Bienengift für Maisanbau in Österreich noch immer erlaubt, in Deutschland und Italien bereits seit zwei Jahren verboten – UmweltschützerInnen fordern sofortiges Verbot

(Wien, 4. Mai 2010). Nach Recherchen der Umweltschutzorganisation GLOBAL 2000 kommt es in Oberösterreich und der Steiermark auch heuer wieder zu einem Bienensterben durch Vergiftungen aus der Chemie im Maisanbau. Während in Deutschland und Italien Verbote zum Schutz der Bienen verhängt wurden, wurde in Österreich dieser Tage wieder mit Clothianidin gebeiztes Mais-Saatgut ausgebracht. „Wir fordern, das für das Bienensterben verantwortliche Insektengift sofort aus der Landwirtschaft zu verbannen. Solche Nervengifte gehören in den fest verschlossenen Giftschrank und nicht auf unsere Äcker", empört sich Werner Müller, Bienenexperte von GLOBAL 2000.

Bei der Saatgutbeize wird Clothianidin direkt auf das Maiskorn aufgetragen, um die Maispflanzen vor Insekten wie dem Drahtwurm und dem Maiswurzelbohrer zu schützen.
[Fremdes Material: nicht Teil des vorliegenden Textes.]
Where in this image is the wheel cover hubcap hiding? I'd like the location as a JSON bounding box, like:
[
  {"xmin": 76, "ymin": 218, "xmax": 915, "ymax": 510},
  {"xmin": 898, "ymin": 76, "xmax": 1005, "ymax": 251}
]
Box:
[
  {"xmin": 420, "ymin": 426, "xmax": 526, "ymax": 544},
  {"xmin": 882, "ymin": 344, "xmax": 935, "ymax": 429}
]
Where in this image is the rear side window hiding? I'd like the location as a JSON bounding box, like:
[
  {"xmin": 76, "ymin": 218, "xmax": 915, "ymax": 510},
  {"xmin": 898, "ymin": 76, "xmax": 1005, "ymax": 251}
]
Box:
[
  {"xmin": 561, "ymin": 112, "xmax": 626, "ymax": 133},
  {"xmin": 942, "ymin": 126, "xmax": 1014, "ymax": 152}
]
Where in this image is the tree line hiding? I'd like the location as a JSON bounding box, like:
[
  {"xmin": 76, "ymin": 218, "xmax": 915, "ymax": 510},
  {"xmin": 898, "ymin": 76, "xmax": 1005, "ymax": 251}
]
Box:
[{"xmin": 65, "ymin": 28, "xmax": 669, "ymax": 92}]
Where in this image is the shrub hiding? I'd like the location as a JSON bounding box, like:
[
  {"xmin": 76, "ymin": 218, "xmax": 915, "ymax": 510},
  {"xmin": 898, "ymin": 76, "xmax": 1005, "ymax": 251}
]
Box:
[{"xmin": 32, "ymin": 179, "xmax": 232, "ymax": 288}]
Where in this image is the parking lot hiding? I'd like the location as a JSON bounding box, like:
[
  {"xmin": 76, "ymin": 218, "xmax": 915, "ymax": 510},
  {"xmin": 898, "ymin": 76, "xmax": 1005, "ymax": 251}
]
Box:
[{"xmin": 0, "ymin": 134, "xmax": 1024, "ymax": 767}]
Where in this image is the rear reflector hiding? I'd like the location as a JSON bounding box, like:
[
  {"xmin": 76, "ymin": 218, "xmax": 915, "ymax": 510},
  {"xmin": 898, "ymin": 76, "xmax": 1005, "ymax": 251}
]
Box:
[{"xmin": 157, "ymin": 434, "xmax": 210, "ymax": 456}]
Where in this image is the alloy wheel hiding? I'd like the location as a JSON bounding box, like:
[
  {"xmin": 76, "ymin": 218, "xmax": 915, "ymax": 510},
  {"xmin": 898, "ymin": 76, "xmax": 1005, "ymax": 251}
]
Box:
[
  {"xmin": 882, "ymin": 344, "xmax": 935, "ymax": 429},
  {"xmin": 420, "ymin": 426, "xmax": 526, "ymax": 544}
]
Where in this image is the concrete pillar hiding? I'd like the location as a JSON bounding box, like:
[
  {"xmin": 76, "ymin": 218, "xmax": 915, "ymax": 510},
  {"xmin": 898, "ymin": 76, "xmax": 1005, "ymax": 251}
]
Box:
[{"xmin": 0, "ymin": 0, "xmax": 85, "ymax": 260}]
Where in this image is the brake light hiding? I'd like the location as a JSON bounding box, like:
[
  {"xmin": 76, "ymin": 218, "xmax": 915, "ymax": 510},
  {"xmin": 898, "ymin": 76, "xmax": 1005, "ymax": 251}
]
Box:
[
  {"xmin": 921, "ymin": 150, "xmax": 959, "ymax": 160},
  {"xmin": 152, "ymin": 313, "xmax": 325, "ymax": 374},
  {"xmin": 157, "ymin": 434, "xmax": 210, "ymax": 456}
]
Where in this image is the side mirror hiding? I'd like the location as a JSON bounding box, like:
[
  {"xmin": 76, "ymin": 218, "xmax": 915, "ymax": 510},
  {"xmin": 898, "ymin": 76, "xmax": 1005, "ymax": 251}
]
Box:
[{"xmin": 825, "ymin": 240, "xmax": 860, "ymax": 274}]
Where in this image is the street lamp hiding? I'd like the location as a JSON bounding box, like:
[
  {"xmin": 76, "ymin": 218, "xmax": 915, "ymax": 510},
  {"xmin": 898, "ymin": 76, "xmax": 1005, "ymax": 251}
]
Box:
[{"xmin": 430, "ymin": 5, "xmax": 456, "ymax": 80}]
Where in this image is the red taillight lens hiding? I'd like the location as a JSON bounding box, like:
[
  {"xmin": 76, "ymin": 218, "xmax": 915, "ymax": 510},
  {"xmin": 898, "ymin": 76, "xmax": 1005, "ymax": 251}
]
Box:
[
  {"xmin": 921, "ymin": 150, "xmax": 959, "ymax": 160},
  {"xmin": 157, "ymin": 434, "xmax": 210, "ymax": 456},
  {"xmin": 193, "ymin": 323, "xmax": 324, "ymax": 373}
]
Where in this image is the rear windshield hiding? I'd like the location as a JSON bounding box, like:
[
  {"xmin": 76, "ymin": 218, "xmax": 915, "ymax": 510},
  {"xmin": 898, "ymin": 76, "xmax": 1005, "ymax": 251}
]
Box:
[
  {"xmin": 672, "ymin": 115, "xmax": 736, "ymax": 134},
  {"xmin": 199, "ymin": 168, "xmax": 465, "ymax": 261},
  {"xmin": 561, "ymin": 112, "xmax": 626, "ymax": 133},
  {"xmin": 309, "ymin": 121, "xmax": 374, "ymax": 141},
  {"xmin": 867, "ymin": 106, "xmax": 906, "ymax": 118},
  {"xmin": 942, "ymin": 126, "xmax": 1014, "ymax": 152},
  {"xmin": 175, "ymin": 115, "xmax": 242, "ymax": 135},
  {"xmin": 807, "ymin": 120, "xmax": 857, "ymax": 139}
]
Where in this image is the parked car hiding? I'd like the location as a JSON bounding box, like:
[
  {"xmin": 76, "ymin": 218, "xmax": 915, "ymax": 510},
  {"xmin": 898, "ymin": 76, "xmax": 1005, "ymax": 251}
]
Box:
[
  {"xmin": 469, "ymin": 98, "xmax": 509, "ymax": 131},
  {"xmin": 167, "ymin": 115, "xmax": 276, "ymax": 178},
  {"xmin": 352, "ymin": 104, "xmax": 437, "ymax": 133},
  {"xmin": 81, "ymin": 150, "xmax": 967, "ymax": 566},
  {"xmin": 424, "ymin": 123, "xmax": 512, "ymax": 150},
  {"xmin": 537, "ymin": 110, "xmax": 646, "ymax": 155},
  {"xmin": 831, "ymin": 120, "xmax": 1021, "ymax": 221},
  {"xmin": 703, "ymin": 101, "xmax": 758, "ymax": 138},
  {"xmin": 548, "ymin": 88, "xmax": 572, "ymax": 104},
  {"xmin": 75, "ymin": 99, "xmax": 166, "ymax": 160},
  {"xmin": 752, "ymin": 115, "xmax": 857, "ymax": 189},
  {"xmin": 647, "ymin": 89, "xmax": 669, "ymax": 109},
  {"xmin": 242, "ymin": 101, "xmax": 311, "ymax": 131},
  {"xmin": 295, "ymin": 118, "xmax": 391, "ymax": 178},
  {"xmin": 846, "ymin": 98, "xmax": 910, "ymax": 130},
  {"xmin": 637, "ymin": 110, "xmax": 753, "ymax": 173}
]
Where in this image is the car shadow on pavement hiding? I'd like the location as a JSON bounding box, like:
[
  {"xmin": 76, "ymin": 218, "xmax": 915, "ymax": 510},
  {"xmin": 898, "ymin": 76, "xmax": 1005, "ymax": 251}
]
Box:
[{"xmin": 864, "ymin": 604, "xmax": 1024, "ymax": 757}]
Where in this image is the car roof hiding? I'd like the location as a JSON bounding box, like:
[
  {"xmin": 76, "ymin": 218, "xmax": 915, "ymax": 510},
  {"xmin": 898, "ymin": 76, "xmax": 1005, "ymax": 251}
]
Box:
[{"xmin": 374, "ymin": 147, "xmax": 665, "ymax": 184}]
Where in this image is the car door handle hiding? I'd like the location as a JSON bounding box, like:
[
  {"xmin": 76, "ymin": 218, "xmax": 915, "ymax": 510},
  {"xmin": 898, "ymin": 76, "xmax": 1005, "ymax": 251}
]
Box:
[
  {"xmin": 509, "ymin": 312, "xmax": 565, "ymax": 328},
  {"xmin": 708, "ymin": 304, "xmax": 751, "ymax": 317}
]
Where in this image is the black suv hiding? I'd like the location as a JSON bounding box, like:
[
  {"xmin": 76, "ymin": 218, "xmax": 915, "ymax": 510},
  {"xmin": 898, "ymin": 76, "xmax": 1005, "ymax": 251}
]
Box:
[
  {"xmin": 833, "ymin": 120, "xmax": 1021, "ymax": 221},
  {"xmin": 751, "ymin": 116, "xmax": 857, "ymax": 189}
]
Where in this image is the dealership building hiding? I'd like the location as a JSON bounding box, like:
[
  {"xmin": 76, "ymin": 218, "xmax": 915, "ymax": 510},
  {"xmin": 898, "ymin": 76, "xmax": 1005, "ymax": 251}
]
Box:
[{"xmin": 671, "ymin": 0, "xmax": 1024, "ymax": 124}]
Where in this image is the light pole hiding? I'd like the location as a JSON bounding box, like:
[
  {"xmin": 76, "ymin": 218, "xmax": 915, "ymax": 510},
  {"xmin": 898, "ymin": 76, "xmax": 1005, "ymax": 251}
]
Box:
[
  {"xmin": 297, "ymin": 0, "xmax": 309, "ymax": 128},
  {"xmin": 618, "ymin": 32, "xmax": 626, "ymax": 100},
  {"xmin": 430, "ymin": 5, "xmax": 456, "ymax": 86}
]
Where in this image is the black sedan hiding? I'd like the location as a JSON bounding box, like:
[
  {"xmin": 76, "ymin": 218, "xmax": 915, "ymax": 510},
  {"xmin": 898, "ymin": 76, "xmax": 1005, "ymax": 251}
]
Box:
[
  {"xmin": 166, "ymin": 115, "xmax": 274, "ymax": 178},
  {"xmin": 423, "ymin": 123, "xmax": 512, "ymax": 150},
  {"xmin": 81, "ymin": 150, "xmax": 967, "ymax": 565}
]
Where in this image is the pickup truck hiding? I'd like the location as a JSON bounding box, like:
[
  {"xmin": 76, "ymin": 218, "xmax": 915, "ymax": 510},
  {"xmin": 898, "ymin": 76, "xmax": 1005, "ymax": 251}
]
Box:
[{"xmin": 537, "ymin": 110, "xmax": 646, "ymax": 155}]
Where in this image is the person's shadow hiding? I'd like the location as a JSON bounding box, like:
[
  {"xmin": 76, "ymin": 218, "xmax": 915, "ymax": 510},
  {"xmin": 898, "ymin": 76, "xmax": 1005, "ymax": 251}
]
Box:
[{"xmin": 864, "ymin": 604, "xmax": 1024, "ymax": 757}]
Clothianidin wirkt als Nervengift. Es blockiert die Acetylcholinrezeptoren im Zentralen Nervensystem und kann daher auch Vögeln und Säugetieren gefährlich werden. Für Bienen, Schmetterlinge und andere Insekten dürfte neben dem giftigen Beizstaub, der bei der Aussaat freigesetzt wird, auch die Maisjungpflanze noch wochenlang durch so genannte maiseigene Tautropfen (Gutationswasser) eine Giftquelle darstellen.

Vertrösten statt handeln?

Bereits im Jahr 2007 ignorierten die Behörden die Warnungen der ImkerInnen vor der Saatgutbeize. Nach dem Bienensterben 2008 wurde den ImkernInnen zugesichert, den Zusammenhang zwischen den Maisbeizmitteln Clothianidin und Thiametoxam und dem Bienensterben zu untersuchen. Sollte sich herausstellen, dass Clothianidin für das Bienensterben verantwortlich ist, wird es verboten werden, so der offizielle Kommentar.

2009 wurde im Rahmen eines AGES-Projektes der klare Nachweis erbracht, dass das Beizmittel die Ursache für das Bienensterben ist. Die langjährigen Beobachtungen der ImkerInnen wurden bestätigt. Jedoch wurde auch 2009 kein Verbot ausgesprochen, sondern lediglich zugesagt, dass durch neue Auflagen für die Landwirtschaft wie zum Beispiel die Verwendung von speziellen Geräten für die Maisaussaat, das Bienensterben im Jahr 2010 verhindert würde.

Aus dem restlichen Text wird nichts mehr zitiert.